Annual Tribal Consultation on Violence Against Native Women As Mandated Under the VAWA 2005, Safety for Indian Women Title August 21-22, 2018, Sioux Falls, South Dakota

“Under the consultation mandate, the federal departments—Departments of Justice, Health and Human Services, and Interior-must each consult annually with Indian nations on issues concerning the safety of Indian women. To continue to increase protections for Native women, Indian nations need to continuously identify the roadblocks and solutions that will allows us as governments to protect women.” —Juana Majel, Co-Chair, NCAI Task Force on Violence Against Women.

The 2018 annual consultation held in Sioux Falls marked 12 years of annual consultations between Indian tribes and federal departments on violence against Native women. These consultations have driven federal legislative and policy reform for more than a decade and resulted in major changes to increase the safety of Indian women. This nation-to-nation engagement provides an avenue for Indian tribes and the United States to discuss matters that at a foundational level prevent tribal governments from providing safety for women.
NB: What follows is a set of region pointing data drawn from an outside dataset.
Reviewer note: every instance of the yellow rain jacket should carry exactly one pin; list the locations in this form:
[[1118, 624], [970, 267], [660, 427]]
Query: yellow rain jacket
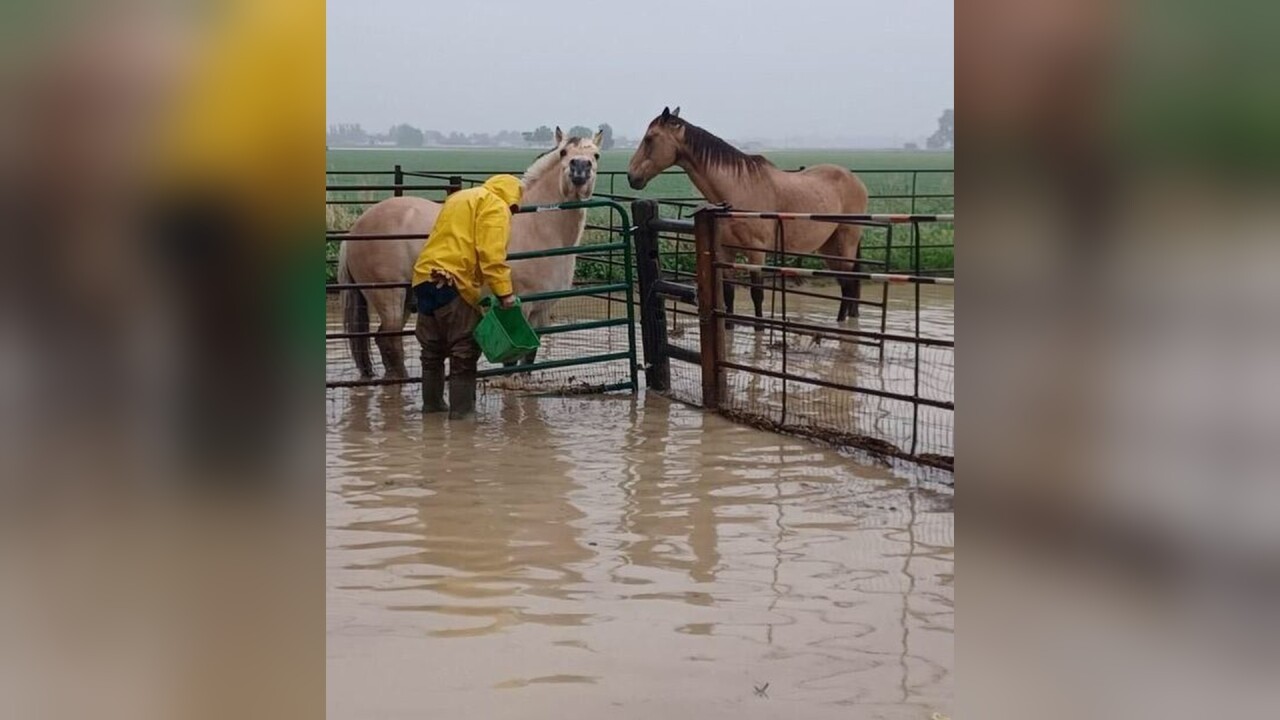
[[469, 241]]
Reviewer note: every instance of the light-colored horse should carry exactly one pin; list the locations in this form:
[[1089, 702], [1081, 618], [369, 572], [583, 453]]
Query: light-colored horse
[[750, 182], [566, 172]]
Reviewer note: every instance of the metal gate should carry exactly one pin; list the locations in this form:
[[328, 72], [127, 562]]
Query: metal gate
[[887, 391], [615, 352]]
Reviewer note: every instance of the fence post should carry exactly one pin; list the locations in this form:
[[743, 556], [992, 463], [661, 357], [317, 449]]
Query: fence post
[[709, 301], [653, 317]]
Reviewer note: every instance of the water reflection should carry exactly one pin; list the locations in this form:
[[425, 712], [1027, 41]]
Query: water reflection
[[586, 550]]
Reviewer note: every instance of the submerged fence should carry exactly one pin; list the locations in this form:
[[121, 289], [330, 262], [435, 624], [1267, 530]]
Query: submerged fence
[[888, 391], [593, 352], [882, 382]]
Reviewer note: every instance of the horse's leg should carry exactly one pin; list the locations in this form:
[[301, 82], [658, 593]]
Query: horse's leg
[[757, 258], [758, 294], [389, 304], [539, 317], [844, 242]]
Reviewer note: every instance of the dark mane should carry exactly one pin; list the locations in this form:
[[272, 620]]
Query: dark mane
[[707, 149]]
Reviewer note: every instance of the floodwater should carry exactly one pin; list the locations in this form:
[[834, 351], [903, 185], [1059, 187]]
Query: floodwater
[[624, 557], [895, 367]]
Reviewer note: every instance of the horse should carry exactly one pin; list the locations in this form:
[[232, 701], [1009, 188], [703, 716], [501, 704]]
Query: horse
[[566, 172], [723, 173]]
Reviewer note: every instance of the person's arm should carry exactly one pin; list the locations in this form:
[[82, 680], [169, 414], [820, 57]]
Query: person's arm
[[493, 232]]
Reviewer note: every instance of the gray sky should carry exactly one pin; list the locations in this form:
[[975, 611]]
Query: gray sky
[[859, 69]]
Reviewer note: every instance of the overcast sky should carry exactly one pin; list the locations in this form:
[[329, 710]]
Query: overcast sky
[[862, 69]]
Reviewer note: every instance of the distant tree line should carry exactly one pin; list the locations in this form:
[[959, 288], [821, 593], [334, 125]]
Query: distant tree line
[[352, 135]]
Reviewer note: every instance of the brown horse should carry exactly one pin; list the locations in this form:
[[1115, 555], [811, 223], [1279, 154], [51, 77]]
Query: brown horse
[[750, 182], [566, 172]]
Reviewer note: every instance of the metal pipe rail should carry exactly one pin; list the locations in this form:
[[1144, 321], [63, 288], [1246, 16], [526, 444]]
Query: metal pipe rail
[[896, 218], [594, 290], [817, 273]]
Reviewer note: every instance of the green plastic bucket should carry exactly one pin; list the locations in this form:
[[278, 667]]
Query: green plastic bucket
[[503, 333]]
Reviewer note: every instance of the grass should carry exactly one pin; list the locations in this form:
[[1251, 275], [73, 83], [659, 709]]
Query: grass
[[882, 172]]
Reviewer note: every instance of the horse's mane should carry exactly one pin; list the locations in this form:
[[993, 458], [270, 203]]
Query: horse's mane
[[705, 149], [545, 162]]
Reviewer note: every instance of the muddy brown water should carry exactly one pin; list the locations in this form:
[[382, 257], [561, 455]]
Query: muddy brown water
[[624, 557], [891, 368]]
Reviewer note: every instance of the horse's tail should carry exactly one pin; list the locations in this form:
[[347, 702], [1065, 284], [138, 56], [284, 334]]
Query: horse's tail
[[355, 318]]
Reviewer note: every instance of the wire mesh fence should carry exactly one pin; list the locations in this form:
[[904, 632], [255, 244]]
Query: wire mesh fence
[[882, 382]]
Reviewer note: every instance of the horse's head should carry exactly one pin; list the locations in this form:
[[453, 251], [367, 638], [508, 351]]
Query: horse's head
[[658, 150], [579, 158]]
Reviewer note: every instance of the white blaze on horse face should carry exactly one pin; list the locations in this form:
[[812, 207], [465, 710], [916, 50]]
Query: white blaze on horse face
[[579, 162]]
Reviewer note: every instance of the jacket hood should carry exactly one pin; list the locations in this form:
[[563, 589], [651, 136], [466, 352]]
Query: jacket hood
[[507, 187]]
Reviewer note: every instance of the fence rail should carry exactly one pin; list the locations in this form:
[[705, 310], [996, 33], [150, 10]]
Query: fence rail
[[598, 290], [892, 402]]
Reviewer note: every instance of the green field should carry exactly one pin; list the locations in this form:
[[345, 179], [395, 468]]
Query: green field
[[886, 173]]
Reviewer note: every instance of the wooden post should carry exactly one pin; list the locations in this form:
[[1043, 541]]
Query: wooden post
[[653, 317], [709, 301]]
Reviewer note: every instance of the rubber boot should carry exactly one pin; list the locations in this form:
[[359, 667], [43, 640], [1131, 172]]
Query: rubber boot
[[433, 390], [462, 396]]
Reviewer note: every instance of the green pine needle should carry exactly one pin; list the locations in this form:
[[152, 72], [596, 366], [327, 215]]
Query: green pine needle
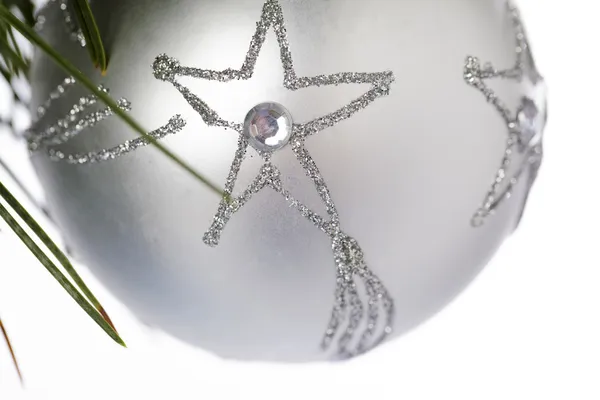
[[10, 350], [90, 31], [62, 62], [52, 268]]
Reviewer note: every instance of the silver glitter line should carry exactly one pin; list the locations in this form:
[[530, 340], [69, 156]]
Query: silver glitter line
[[357, 325], [175, 125], [77, 121], [525, 127], [74, 122], [168, 69]]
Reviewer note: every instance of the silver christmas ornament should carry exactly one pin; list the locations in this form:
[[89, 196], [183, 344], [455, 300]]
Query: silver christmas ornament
[[353, 208]]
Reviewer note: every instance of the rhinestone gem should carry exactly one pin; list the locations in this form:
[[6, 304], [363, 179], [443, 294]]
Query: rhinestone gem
[[268, 127]]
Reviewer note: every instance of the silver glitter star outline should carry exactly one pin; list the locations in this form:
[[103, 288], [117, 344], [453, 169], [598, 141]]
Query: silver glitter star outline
[[362, 330], [525, 127], [81, 117]]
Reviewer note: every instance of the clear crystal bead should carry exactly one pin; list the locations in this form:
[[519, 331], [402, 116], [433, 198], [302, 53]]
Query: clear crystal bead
[[268, 127]]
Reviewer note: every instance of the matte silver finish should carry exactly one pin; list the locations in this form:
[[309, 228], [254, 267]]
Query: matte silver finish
[[406, 174]]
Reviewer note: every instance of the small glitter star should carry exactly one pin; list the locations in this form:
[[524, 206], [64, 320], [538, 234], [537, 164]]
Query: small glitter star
[[525, 128]]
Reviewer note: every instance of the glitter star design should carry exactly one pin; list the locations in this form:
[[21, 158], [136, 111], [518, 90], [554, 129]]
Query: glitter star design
[[525, 127], [357, 330]]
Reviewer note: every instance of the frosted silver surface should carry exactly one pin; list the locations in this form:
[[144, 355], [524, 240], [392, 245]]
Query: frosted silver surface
[[408, 171]]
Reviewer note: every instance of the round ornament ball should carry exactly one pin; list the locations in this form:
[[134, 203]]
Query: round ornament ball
[[373, 154]]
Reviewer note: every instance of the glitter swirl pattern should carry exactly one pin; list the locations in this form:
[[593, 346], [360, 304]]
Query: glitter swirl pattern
[[81, 117], [358, 324], [525, 127]]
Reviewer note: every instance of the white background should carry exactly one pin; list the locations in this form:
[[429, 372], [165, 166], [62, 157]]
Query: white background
[[527, 328]]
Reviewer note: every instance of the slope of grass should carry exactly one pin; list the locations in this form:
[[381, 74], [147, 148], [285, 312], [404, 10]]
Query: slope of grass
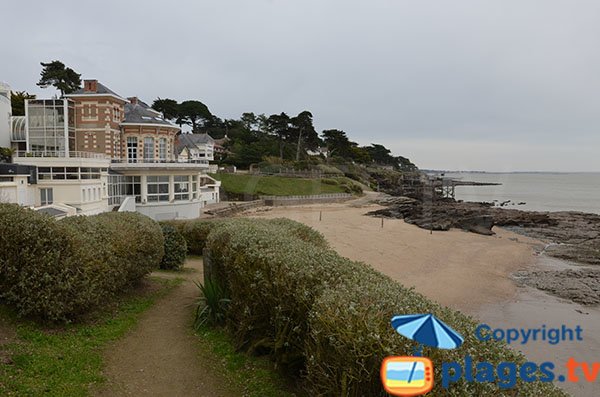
[[67, 361], [240, 184], [255, 375]]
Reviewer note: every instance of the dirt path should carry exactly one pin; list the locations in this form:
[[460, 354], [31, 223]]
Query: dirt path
[[160, 357]]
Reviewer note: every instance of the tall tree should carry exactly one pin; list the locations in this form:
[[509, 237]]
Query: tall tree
[[305, 131], [17, 102], [194, 113], [249, 120], [280, 125], [56, 74], [168, 107], [338, 143]]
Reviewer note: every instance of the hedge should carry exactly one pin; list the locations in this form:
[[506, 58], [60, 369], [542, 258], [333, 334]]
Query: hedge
[[327, 318], [58, 270], [175, 248]]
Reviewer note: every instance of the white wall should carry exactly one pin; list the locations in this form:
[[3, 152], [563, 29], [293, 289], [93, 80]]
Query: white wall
[[167, 211], [5, 113]]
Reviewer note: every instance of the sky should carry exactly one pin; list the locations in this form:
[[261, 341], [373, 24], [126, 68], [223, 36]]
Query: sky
[[495, 85]]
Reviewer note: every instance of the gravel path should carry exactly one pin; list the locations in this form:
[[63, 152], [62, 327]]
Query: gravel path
[[161, 356]]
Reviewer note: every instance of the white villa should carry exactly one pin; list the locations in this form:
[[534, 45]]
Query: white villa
[[95, 151]]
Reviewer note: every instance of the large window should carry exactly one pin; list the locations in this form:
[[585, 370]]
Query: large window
[[149, 149], [162, 148], [46, 196], [182, 187], [131, 149], [158, 188]]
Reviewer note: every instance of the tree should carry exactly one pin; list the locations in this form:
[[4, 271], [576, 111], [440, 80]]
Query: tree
[[305, 131], [280, 125], [168, 107], [56, 74], [381, 155], [194, 113], [17, 102], [338, 143], [249, 120]]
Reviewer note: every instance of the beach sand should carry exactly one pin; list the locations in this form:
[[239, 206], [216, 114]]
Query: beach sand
[[458, 269], [465, 271]]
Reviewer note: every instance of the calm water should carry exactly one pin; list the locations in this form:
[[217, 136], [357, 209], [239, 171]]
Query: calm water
[[541, 192]]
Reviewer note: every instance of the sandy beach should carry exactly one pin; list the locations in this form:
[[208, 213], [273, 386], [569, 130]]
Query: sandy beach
[[468, 272]]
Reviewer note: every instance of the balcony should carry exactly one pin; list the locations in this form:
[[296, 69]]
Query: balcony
[[145, 164], [59, 153]]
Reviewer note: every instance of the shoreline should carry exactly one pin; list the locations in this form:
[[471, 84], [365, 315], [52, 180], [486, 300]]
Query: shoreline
[[475, 274]]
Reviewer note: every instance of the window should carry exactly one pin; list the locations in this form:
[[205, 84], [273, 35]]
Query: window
[[148, 148], [182, 187], [158, 188], [162, 148], [46, 196], [131, 149]]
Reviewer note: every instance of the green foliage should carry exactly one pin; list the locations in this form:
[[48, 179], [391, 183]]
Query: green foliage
[[212, 304], [168, 107], [56, 74], [68, 361], [59, 270], [195, 232], [254, 185], [17, 102], [175, 248], [317, 313], [194, 113]]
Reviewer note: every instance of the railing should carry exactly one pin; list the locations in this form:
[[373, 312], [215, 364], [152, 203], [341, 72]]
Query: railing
[[60, 153], [309, 197], [155, 161]]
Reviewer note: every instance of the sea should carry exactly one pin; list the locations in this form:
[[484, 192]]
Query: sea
[[539, 191]]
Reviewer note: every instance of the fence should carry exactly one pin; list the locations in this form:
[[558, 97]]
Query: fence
[[276, 201]]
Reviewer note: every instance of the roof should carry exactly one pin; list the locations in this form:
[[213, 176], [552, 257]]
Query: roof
[[101, 89], [193, 140], [52, 211], [141, 113]]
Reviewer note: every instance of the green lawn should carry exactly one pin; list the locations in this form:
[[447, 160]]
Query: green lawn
[[278, 186], [67, 361]]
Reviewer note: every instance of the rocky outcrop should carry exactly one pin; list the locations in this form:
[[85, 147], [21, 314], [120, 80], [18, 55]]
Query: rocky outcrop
[[572, 236]]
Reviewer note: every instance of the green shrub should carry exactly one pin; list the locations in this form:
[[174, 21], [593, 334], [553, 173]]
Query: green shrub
[[194, 232], [330, 181], [58, 270], [320, 314], [175, 248]]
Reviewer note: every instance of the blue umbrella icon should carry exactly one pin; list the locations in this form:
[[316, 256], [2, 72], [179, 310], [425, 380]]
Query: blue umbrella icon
[[427, 330]]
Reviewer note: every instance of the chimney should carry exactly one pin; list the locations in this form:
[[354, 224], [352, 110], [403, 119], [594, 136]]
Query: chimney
[[90, 86]]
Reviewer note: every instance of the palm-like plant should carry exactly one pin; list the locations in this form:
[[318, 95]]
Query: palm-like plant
[[212, 304]]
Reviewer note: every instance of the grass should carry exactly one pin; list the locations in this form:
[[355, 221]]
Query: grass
[[274, 185], [255, 375], [67, 361]]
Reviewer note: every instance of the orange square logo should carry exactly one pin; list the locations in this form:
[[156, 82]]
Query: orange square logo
[[407, 376]]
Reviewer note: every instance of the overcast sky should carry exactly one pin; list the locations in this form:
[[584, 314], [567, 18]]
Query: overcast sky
[[493, 85]]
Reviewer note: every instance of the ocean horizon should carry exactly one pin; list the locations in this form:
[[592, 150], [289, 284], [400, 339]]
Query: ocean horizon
[[539, 191]]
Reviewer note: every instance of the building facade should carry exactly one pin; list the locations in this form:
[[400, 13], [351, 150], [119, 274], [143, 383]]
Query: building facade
[[94, 151]]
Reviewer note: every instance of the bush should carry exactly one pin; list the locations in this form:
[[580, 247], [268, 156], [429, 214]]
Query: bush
[[175, 248], [320, 314], [58, 270], [195, 232]]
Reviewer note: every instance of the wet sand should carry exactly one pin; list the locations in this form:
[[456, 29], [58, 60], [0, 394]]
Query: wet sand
[[466, 271]]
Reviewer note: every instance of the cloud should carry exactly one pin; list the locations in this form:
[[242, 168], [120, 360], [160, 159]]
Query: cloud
[[466, 71]]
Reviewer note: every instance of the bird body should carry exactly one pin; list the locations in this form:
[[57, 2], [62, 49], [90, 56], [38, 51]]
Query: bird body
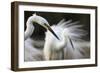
[[68, 46], [32, 51]]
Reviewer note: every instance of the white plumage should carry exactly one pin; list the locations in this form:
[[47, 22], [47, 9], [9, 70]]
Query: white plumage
[[70, 45], [33, 51]]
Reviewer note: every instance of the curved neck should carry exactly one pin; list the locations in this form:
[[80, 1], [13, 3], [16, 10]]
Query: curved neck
[[29, 30]]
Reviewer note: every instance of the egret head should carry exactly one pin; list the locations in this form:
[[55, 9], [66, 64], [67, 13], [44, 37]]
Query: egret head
[[43, 22]]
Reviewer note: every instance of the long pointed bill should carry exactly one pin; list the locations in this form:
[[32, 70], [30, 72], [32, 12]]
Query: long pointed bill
[[48, 27]]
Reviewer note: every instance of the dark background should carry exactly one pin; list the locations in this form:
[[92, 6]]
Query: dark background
[[54, 18]]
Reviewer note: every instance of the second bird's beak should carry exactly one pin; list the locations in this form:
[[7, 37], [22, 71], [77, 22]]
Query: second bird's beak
[[49, 28]]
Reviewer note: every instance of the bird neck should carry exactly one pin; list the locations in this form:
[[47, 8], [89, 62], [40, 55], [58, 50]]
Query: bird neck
[[29, 30]]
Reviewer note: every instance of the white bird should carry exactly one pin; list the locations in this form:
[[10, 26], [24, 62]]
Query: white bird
[[70, 45], [31, 52]]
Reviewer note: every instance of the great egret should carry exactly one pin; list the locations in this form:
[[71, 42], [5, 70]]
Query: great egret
[[70, 45], [31, 52]]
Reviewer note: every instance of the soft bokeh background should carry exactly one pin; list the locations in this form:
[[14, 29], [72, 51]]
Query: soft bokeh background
[[5, 37]]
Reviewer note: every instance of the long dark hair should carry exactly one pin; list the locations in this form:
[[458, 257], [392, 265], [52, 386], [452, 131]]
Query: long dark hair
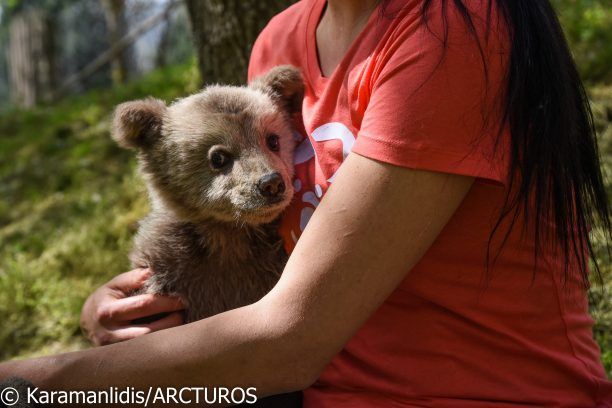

At the 2018 consultation in Sioux Falls Indian tribes presented the legal, policy, and administrative issues preventing their tribal governments from safeguarding the lives of Indian women. Many of the barriers identified by tribal leaders were legal ones—existing laws passed by Congress, U.S. Supreme Court rulings from decades ago, or administrative policies of federal departments. Tribal leaders highlighted priority concerns including:

  • amendments to 25 USC 1304 that will address jurisdictional gaps and help ensure that the tribal domestic violence criminal jurisdiction provision included in VAWA 2013 is able to achieve its purpose;
  • the creation of a permanent authorization for DOJ’s Tribal Access toNational Crime Information Program and opening the program to be inclusive of all Indian tribes;
  • improving the justice response to cases of missing and murdered women in tribal communities; and
  • legal barriers, in conflict with the purposes of the VAWA, preventing certain Indian tribes from protecting Native women such as in the states of Maine and Alaska.